Et puis, n'oublions pas que j'étais déjà pas mal "dé-sociabilisé" depuis ma "tendre enfance", alors à l'âge où l'on a besoin de s'affirmer, je restais farouchement hors du groupe. Mes choix musicaux ou de lecture, mes cheveux longs étaient aussi une façon de marquer ma différence.

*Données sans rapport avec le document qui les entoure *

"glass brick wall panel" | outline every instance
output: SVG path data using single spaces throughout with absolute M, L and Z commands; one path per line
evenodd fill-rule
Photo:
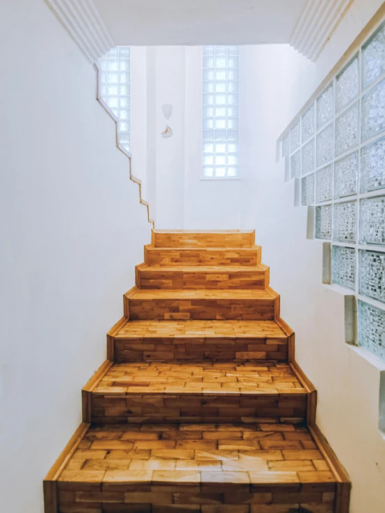
M 359 60 L 356 57 L 337 75 L 336 79 L 336 108 L 339 112 L 359 94 Z
M 385 244 L 385 196 L 364 198 L 360 201 L 359 242 Z
M 316 202 L 327 201 L 331 199 L 331 184 L 333 178 L 333 166 L 330 165 L 317 171 L 316 178 Z
M 385 303 L 385 253 L 359 251 L 359 292 Z
M 357 151 L 334 162 L 334 198 L 354 194 L 357 192 Z
M 356 285 L 356 250 L 333 246 L 331 251 L 331 280 L 350 289 Z
M 203 48 L 203 178 L 238 176 L 239 48 Z
M 359 301 L 359 345 L 385 361 L 385 312 Z
M 316 238 L 331 238 L 331 205 L 316 207 Z
M 302 205 L 313 205 L 314 203 L 314 173 L 302 180 L 301 198 Z
M 115 47 L 98 61 L 99 94 L 117 119 L 117 139 L 130 148 L 130 49 Z
M 354 148 L 359 142 L 359 105 L 354 103 L 336 119 L 336 156 Z
M 314 103 L 302 115 L 302 144 L 314 135 Z
M 300 119 L 290 131 L 290 148 L 291 153 L 301 146 L 301 121 Z
M 317 130 L 318 130 L 333 117 L 334 96 L 332 83 L 320 94 L 316 105 Z
M 298 150 L 290 159 L 290 177 L 299 178 L 301 176 L 301 150 Z
M 385 137 L 361 151 L 361 192 L 385 187 Z
M 316 155 L 314 149 L 314 139 L 312 139 L 306 144 L 304 144 L 302 149 L 302 174 L 307 174 L 314 170 L 316 164 Z
M 356 242 L 357 201 L 334 203 L 333 212 L 333 240 L 339 242 Z
M 362 98 L 362 140 L 366 141 L 385 129 L 385 80 Z
M 333 158 L 333 124 L 317 135 L 316 145 L 316 162 L 319 167 Z
M 385 24 L 362 47 L 362 84 L 365 89 L 385 72 Z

Je vous l'ai dit plus haut, le titre est un peu racoleur!  Surtout le mot "sexe". Vous imaginez bien qu'à l'adolescence, le sexe devient très vite quelque chose d'assez important… On se pose tout à coup pas mal de questions auxquelles les adultes de la génération de mes parents étaient, généralement, bien incapables de répondre. Faut les comprendre, c'était encore tabou. Ma mère avait contourné le problème en nous offrant, à ma sœur et à moi (je devais avoir quatorze ou quinze ans), un livre d'éducation sexuelle…
Théoriquement, on était "briefés". Mais de la théorie à le pratique, il y avait un pas que, personnellement, j'ai eu un peu de mal à franchir. Eh oui, toujours mon côté "bête à part". Quoique bête, justement, je ne me le sentais pas trop. C'est plutôt les autres, que je trouvais un peu bêtes. À l'heure où ils en étaient encore à ricaner derrière le dos des filles, je me posais déjà des questions sur le couple, les rapports entre hommes et femmes, la vie en société… Les filles de cette époque n'étaient pas forcément plus avancées que les mecs, même si l'on dit qu'elles sont mûres plus vite. Elles étaient, elles aussi, confrontées aux mêmes tabous et, selon leur classe sociale et l'ouverture d'esprit de leurs parents, tout aussi ignorantes que les garçons. Il y a eu une période pendant laquelle je leur faisais peur !
Passé seize ans, ça allait mieux. Elles avaient évolué, moi aussi. Maintenant, c'est moi qui avait peur d'elles ! Enfin, c'est surtout que je ne savais pas comment m'y prendre, j'étais un petit peu handicapé du sentiment, je ne tombais jamais amoureux de la bonne, et j'étais incapable de voir celles qui s'intéressaient à moi. Dur, dans ce cas, d'avoir une "petite amie"…
Alors pour le sexe, j'étais du style croyant non pratiquant. Là encore, la lecture m'a été salutaire, m'a aidé à en comprendre certaines arcanes insoupçonnées de la plupart de mes camarades de lycée. Je lisais "Tropique du Cancer" d'Henry Miller, "L'érotisme" de Georges Bataille, "Archaos ou le jardin étincelant" de Christiane Rochefort, et bien d'autres encore qui me permirent d'appréhender sans complexe ce rivage trouble et fascinant que représentait encore pour moi, pauvre puceau, le sexe !



La jeunesse

Les années bohèmes

Le problème, avec l'adolescence, c'est qu'on ne sait jamais vraiment quand elle se termine…
On dit souvent que c'est une question de maturité, reste à définir ce qu'on entend par ce mot. Socialement, est-ce quand on rentre dans la vie professionnelle ? J'ai failli dire "la vie active", mais je me plais à croire qu'à moins d'être gravement handicapé, on est déjà actif dès l'enfance. Mais admettons !
Admettons que le fait de devenir "actif" dans le monde professionnel marque un passage de l'adolescence vers l'âge adulte. Du moins pour ceux qui ne poursuive pas de longues études, ce qui fut mon cas, puisque après une scolarité plutôt catastrophique, j'ai arrêté en fin de seconde à presque dix-huit ans. Et oui, j'avais redoublé deux fois.